During the years I’ve lived in New York, I’ve been through a few hurricanes, a snowpocalypse or two, several “biggest storm ever” and some “storms of the century”. There’s also been some inclement weather.
There’s a rhythm to these things.
1. The Geeks’ Day in the Sun. For several days, there is speculation from over-excited weathercasters who find themselves in the first 4 or 5 minutes of the news rather than at the 20-minute mark. With each passing day, the “how bad can it get” gets comically magnified, and the qualifier “depending on where it blows ashore/to the north of us, etc ” it might be nothing.
2. Hyping up the Mob over the Need to be Calm. When it becomes clear that some kind of storm will absolutely happen, public officials declare a state of emergency, and urge calm as they give doom-filled press conferences as to how dangerous this storm will be, the awful things that might happen and how difficult it will be to keep up with the needs of the citizenry during this very-possible-end-of-the-world storm during which we are to stay calm.
3. A Time of Rejoicing. The people rejoice as pre-emptive closings of businesses and schools are announced. Since Hurricane Sandy, there is a time when the trains will even be put in the garage for the night (this time, 11 pm)
4. Economic Stagnation. As the appointed time nears, offices (where not much work was getting done) begin emptying (in many cases, people never went in, just in case), several hours early. Some commuters head home, others head to have a last drink or meal together before whatever horrific predicted event takes place.
5. The Banshee. The city is mass chaos. In the dash to get home, roads are clogged. Jammed subway car after subway car passes by until there’s a square foot on one for someone to board. Grocery stores are bedlam as people grab whatever they can find – bread, milk, chips, pineapple, beer, pet food. The news is filled with sad looking people telling ever more heart-rending stories of their need to get home as the news reports travel delays as if the transportation system has never before come to a halt.
6. Settling In.

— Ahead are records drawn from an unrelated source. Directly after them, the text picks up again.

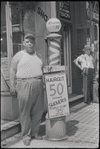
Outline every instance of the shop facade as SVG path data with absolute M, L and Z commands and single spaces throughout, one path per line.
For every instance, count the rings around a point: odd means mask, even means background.
M 66 66 L 68 93 L 82 94 L 81 71 L 75 66 L 73 60 L 82 54 L 82 49 L 87 42 L 95 47 L 95 43 L 99 41 L 98 7 L 99 4 L 95 1 L 94 3 L 88 1 L 1 3 L 2 111 L 5 105 L 7 105 L 6 109 L 15 105 L 9 92 L 9 68 L 12 57 L 24 48 L 22 44 L 24 34 L 31 32 L 36 35 L 37 52 L 41 54 L 44 65 L 48 65 L 47 35 L 49 32 L 46 29 L 46 22 L 50 18 L 58 18 L 62 25 L 59 32 L 62 35 L 61 65 Z M 6 104 L 7 96 L 10 102 Z M 2 115 L 6 114 L 3 112 Z M 18 117 L 18 114 L 15 117 Z
M 1 119 L 19 117 L 18 102 L 10 96 L 9 68 L 12 57 L 24 48 L 26 33 L 35 34 L 37 52 L 47 65 L 46 22 L 52 15 L 51 6 L 51 2 L 1 3 Z
M 72 17 L 72 92 L 81 94 L 83 79 L 81 70 L 75 66 L 73 60 L 83 53 L 84 45 L 92 47 L 92 55 L 95 59 L 95 74 L 99 70 L 99 3 L 97 1 L 84 1 L 71 3 Z M 94 86 L 95 88 L 95 86 Z M 94 97 L 95 98 L 95 97 Z

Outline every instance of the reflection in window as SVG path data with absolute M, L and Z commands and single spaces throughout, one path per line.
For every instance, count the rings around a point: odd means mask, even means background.
M 6 35 L 6 2 L 1 2 L 1 57 L 7 57 L 7 35 Z
M 1 57 L 7 57 L 7 39 L 6 34 L 1 35 Z

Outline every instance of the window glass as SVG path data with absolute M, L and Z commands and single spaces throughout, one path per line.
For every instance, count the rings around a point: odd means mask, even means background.
M 7 57 L 5 2 L 1 3 L 1 57 Z
M 13 42 L 13 55 L 23 49 L 23 29 L 22 29 L 22 11 L 21 2 L 10 2 L 11 16 L 12 16 L 12 42 Z

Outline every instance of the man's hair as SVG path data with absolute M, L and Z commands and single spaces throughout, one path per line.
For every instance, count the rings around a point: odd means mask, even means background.
M 87 50 L 91 51 L 91 47 L 90 47 L 89 45 L 85 45 L 85 46 L 84 46 L 83 51 L 85 52 L 85 51 L 87 51 Z

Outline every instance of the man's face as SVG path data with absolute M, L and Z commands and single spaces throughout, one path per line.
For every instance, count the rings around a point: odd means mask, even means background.
M 25 46 L 25 50 L 27 53 L 33 54 L 35 52 L 34 51 L 35 39 L 34 38 L 26 38 L 24 40 L 24 46 Z
M 85 53 L 86 53 L 87 55 L 90 55 L 90 50 L 86 50 Z
M 90 55 L 90 50 L 89 49 L 85 50 L 84 52 L 85 52 L 85 54 Z

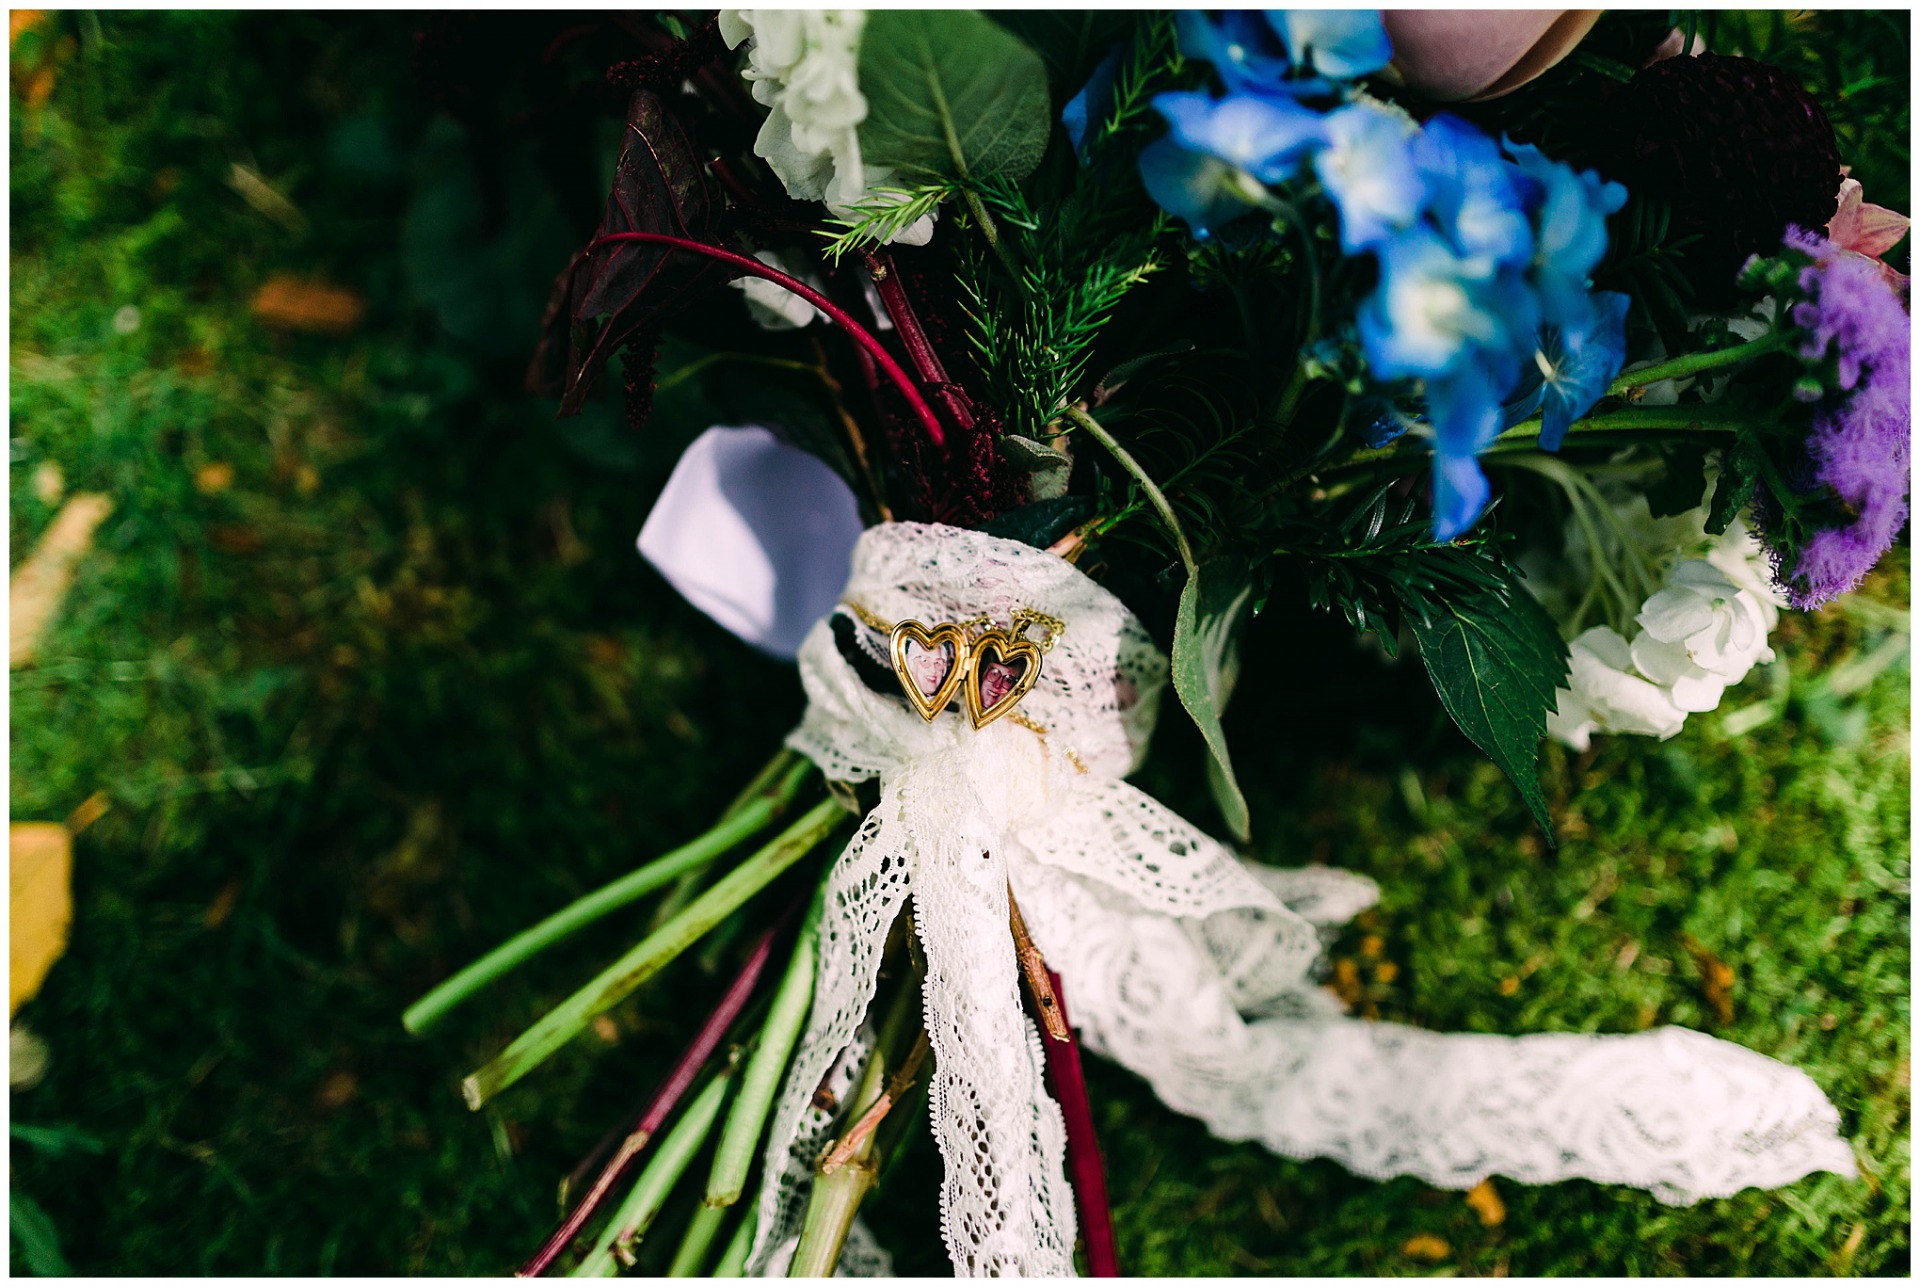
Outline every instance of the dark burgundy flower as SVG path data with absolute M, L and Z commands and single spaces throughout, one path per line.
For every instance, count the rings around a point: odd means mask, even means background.
M 1840 191 L 1840 149 L 1820 105 L 1777 67 L 1751 58 L 1667 58 L 1608 105 L 1618 140 L 1612 177 L 1673 205 L 1674 236 L 1698 234 L 1709 291 L 1730 289 L 1749 255 L 1789 225 L 1824 228 Z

As I write this, we are in the Settling In period before Winter Storm Juno (it’s a “record storm” “historic storm” “possibly one of the worst in the history of New York”). The commuters have left the city. The restaurants are full, with the quiet hum of people enjoying the last hours before the lock-in. Grocery stores quiet down, though odd sections of the store have bare shelves, there is an overflow of fresh produce gleaming at the entrance. At home, people curl up on the couch, turn on the news, to hear more about just how epic the storm will be. Shortly, an eerie calm will set in as we wait for the coming apocalypse.
7. The Jabberwock. Sometime tonight, the storm will start. Most people won’t know it happened. Until tomorrow morning, if it continues as predicted. Few people will be on the street. The city will look like wind and snow. No buildings, no streets, no people, no cars, eventually the scraping sound of snow plows on the street, even if not visible.
8. The Awakening. Eventually, the storm will end. There will be a period of absolute silence, as the city respectfully considers the storm. The streets will look white and clean for a short while, until people roust and begin tramping through the snow to clean up, locate their cars under snowplow drifts (and estimate how many days melt it will take til the car roof appears). The coming back to life takes a few hours, like the slow start of a ocean freighter leaving harbor.
9. The Party. When it’s clear the storm has stopped, the party in the streets will begin, maybe tomorrow late afternoon, maybe Wednesday morning. Cabin-fever-addled city dwellers will tromp through the streets, happy for the fresh air. The park (despite warnings against it) will begin to fill with people playing in the snow. At 3 hours after the storm, if the streets are even marginally clear, stores will begin to re-open and the hum of the city resumes, though muted.
10. The Evaluation. On Wednesday, for a day, the topic of conversation will be whether the storm was as bad as expected. How it compared to the last one. Reports of what people did during their time apart in the frozen 24 – 36 hours of time in between when they last saw each other. The mayor, the city, the governor and every other public entity is evaluated, judged and either praised or pilloried.
11. The False Hope. Friday, more snow is predicted. It will likely be a passing snow shower. Conditioned to believe a day off is at hand, city dwellers will be crushed with disappointment when everything is open as normal on Friday.
12. The Epilogue. Exhausted, hungry suburbanites with a week’s growth of beards will show up at the office on Monday, with stories of snow drifts, blocked cars, antsy kids, power outages and epic journeys back to work. City dwellers will struggle to remember the storm and whether it was all that bad or not.
In the meantime, please don’t wish me warmth or safety.
I live in a warm, beautiful, well-stocked town home across the street from Smith & Wollensky, who I presume have done their shopping.
I’d rather you tell me to enjoy the storm, or to not be an idiot, or to be kind to my fellow humans who are huddled in an ATM vestibule, subway entrance or on a church doorstep or under whatever piece of cloth they could find to cover themselves in whatever shelter they could find to wait out the weather.
It takes more than the end of the world to stop this city from chugging along.